Zanu-PF poll re-run results next week
Tendai Mugabe, Harare Bureau
ZANU-PF will announce the names of candidates who won in the primary elections re-run held in 15 constituencies after next week’s Politburo meeting.
The primary elections re-run were held two weeks ago.
In an interview on Wednesday, Zanu-PF Politburo member Cde Munyaradzi Machacha said the Politburo should approve the names of the winning candidates first before a public announcement was made.
He said the Politburo was likely to meet next week.
“The list is being prepared and once we are done, we will let you know,” he said.
“The Politburo is likely to meet next week and will go through the list before we publish it. We cannot publish it before it is approved by the Politburo.”
Mashonaland West topped the list of primary election re-runs with six constituencies conducting the plebiscite.
The constituencies were Chegutu East, Chegutu West, Zvimba North, Zvimba South, Chinhoyi and Makonde.
Although the elections were conducted smoothly in the other five constituencies in the provinces, challenges arose in Chegutu East where former Provincial Minister of State Cde Webster Shamu was facing Zanu-PF Mashonaland provincial chairman Cde Vengai Musengi.
Cde Shamu who was fired as Mashonaland West Minister of State this week, was accused of stealing ballot papers.
It is alleged several ballot papers marked on his name were found stashed in Cde Shamu’s vehicle.

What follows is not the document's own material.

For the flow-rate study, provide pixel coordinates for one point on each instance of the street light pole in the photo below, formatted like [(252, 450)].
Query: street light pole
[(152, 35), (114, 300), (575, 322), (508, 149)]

In Mashonaland Central, primary elections re-run were held in Shamva North, Shamva South and Mazowe women’s quota while in Midlands the polls were in Shurugwi.
Chipinge Central and Buhera West were the only two constituencies where re-runs were being conducted in Manicaland province.
In Harare, the re-runs were in Harare South, Glen View North, Glen View South, Kambuzuma and Hwata senatorial constituency in the women’s quota.
In Kambuzuma, voting did not take place after people protested the decision that they should vote for the senatorial candidate only.
In Glen View North and South constituencies, voting did not take place since voting material arrived late and there were also accusations that some of the contestants were not from the respective constituencies.
Party members argued that they never voted for other positions and would want to cast their ballots for House of Assembly and local authority candidates.
The primary elections re-run followed the successful launch of the revolutionary party’s pro-business manifesto.